La multiprogrammazione. Questione di sopravvivenza
Da dibattito, che potrebbe sembrare accademico o retorico, a motivo di sopravvivenza. La multiprogrammazione è uno di quegli argomenti che diventano ricorrenti nel settore e che possono sembrare, a chi non li vive sulla propria pelle, come uno dei tanti slogan o mode dialettiche. Intendiamoci: dietro quegli “slogan” ci sono sempre problemi reali: l’allungamento della stagione, la lotta alla pirateria, le percentuali di noleggio, i minimi garantiti, la puntualità nei pagamenti, la revisione delle window, ecc… Sono quei temi perennemente sul tavolo – cui si aggiungono, in determinati frangenti storici, quelli più contingenti: la digitalizzazione, il 3D, la virtual print fee… – che rischiano di diventare come l’avvicendarsi delle stagioni. Ciclico e uguale a se stesso.
Si rischia di scivolare in un atteggiamento fatalista che non ci piace, e fare poco o nulla (se non lamentarsi, al massimo). Sulla multiprogrammazione, in realtà, qualcosa si muove; come in precedenza tanto si è fatto proprio per temi contingenti come il 3D, il digitale e la vpf (proprio per il loro carattere di urgenza). Che, infatti, sia ormai una scelta strategica lo pensano in tanti. Sicuramente lo pensano tanti piccoli esercenti, che gestiscono monosale o piccole multisale, che non si possono più permettere di tenere vuote le proprie platee in omaggio a un modo troppo antiquato di programmare. Oggi troppi piccoli cinema – ma anche troppi schermi di multisale e multiplex, se è per questo – contano pochissimi biglietti staccati, o a volte anche nessuno, in giornate o orari che sembrano morti. In realtà, si potrebbero rivitalizzare con scelte differenti; e in qualche caso già lo si fa. I contenuti alternativi, da anni, riscuotono buoni numeri in feriali un tempo deboli. Rassegne e cineforum hanno questa funzione da tempo e, con alti e bassi in termini di risultati (anche qui, vengono premiate le formule innovative), permettono anche di dare più passaggi a film poco visti in prima battuta. Per l’animazione e in genere per i film per bambini, un po’ alla volta, si è accettato che, già dalla prima settimana o comunque in quelle successive, si possano programmare negli orari più adatti a quel target, riservando quelli serali a spettacoli diversi. E così via. Ma siamo ancora alle battute iniziali di un percorso che in altri Paesi è molto più spinto. Alle giornate Ciné di Riccione, un anno fa, fu molto interessante il convegno sul tema: oltre ad alcune esperienze italiane che già si riescono a mettere in piedi, vincendo le resistenze della distribuzione, si presentarono alcune case history straniere davvero illuminanti, in cui monosale e piccole multisale presentavano una pluralità di offerta (con 3-4 titoli diversi al giorno), in grado di intercettare pubblici variegati, di ottimizzare gli spazi, di incrementare presenze e incassi.

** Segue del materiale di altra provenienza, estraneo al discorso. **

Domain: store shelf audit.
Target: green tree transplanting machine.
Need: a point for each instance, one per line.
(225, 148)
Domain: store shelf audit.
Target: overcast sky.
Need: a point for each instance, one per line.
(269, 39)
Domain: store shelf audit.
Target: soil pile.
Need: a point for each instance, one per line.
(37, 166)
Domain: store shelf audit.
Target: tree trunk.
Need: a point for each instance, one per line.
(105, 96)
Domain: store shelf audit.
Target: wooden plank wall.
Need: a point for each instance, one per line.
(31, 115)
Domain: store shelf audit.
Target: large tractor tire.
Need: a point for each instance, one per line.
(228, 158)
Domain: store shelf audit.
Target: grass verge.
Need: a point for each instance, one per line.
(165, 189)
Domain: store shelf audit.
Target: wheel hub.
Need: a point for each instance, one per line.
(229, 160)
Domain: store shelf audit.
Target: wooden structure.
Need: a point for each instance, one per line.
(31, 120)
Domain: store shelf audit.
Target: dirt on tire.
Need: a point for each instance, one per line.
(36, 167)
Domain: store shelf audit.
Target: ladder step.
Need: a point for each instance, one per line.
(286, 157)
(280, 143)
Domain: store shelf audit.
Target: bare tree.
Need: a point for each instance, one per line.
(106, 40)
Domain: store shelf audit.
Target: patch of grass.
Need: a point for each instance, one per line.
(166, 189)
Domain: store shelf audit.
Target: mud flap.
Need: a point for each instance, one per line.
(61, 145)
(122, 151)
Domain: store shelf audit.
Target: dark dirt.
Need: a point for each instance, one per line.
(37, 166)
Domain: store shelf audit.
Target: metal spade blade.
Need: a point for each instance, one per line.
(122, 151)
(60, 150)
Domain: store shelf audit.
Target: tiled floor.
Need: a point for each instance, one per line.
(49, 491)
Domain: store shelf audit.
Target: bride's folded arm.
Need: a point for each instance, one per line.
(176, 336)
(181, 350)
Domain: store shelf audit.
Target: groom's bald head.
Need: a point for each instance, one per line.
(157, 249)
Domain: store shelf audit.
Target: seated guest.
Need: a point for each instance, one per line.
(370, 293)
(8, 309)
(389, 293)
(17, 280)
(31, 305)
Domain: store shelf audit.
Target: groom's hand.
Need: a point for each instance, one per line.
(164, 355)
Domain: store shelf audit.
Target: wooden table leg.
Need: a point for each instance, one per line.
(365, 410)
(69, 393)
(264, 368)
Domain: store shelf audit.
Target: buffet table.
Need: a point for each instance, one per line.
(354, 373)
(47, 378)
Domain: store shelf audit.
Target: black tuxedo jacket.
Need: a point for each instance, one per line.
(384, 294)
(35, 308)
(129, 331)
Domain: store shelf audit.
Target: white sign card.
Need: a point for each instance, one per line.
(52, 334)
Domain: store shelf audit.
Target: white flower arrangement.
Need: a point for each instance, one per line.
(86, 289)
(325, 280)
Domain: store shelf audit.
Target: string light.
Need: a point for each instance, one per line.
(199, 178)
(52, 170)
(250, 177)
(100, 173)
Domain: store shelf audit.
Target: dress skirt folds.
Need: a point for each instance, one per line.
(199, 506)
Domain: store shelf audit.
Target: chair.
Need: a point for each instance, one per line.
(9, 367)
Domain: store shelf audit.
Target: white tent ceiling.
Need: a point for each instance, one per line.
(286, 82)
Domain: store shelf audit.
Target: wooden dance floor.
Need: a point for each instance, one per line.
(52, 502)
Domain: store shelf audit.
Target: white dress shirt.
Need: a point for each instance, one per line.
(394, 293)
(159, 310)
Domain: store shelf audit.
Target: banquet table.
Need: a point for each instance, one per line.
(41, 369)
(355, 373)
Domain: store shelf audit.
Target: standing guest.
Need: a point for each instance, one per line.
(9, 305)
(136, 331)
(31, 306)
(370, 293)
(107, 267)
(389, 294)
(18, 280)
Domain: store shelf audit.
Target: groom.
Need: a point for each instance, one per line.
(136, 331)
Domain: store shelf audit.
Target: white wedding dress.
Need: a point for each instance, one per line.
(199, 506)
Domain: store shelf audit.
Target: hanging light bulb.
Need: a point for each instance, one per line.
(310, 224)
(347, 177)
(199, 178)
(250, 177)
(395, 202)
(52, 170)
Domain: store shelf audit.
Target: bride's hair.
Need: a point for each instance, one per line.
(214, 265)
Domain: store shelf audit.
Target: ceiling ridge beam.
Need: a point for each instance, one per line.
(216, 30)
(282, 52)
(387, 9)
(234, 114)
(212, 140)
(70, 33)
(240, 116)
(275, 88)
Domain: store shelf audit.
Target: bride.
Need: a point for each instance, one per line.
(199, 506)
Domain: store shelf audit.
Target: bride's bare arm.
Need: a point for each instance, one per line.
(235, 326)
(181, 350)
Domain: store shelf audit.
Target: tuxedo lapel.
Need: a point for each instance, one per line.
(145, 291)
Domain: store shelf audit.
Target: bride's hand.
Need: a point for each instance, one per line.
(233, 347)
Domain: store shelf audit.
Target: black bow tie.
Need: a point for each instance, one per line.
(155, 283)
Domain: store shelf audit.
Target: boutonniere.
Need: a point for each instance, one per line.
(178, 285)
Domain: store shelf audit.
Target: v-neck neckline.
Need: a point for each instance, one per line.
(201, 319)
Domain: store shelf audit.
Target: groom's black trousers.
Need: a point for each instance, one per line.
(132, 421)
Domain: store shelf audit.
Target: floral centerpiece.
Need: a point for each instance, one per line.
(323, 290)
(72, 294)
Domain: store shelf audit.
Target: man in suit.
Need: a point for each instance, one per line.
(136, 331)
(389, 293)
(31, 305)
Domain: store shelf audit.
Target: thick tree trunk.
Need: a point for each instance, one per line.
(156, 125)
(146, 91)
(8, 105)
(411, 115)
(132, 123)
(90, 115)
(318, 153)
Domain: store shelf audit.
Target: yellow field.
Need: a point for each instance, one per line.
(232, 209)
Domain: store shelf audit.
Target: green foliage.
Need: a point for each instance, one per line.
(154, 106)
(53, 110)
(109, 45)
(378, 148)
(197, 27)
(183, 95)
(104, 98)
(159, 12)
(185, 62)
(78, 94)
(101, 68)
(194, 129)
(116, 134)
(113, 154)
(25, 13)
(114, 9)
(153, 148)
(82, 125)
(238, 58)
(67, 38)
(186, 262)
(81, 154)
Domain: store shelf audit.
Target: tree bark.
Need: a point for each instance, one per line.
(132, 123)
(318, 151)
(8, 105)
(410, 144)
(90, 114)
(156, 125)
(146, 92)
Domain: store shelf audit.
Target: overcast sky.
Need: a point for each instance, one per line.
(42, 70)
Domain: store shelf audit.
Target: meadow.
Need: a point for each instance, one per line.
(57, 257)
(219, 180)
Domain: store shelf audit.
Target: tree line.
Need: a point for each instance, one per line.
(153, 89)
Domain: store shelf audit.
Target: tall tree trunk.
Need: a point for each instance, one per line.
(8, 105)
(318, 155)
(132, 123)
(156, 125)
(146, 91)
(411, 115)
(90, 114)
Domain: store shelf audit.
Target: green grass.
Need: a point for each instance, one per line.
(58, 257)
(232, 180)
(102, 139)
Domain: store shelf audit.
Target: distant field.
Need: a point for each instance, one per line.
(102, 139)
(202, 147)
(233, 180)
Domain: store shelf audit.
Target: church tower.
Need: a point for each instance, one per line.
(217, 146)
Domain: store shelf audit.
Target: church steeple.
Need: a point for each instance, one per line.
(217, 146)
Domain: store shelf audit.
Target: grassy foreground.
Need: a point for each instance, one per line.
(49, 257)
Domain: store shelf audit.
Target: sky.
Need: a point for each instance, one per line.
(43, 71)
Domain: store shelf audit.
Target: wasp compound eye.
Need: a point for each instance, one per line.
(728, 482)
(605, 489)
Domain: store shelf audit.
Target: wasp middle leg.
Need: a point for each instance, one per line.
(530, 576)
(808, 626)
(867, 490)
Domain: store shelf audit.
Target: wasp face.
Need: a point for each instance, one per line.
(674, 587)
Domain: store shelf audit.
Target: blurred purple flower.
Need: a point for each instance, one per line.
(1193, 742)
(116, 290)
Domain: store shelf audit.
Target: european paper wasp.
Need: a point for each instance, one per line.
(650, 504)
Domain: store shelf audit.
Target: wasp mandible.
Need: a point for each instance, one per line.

Dopo tanti discorsi e resistenze, oggi Anec e distributori Anica – come si racconta in questo numero – hanno iniziato una fase di studio che porterà in autunno a una vera sperimentazione, con tanto di sale pilota che potranno fare una vera multiprogrammazione, impegnandosi dal canto loro a comunicare al meglio programmi innovativi e a fare politiche di marketing locale moderne e attrattive. Ripetiamo: già tanto si fa, nelle varie zone d’Italia, per la creatività di esercenti, programmatori, associazioni; e si farebbe di più se alcuni distributori e agenti di noleggio regionale non mettessero assurdi bastoni tra le ruote, dal divieto senza senso su titoli anche fuori programmazione alle richieste di minimi garantiti esosi e non più giustificabili in tempi di digitale. Una volta, la “scusa” era il costo di stampa della pellicola… Ma ora? Adesso, qualcosa finalmente si muove. Ma bisognerà fare presto, se non si vuole sprecare un’opportunità e mandare definitivamente in crisi sale piccole ma di grande utilità culturale, sociale e anche economica, disperdendo patrimoni di competenze, passione e voglia di far conoscere il cinema al pubblico distratto di oggi. Parlare di ultima spiaggia forse può sembrare eccessivo, o troppo retorico. Ma è un’immagine che, per tanti esercenti, si avvicina molto alla realtà.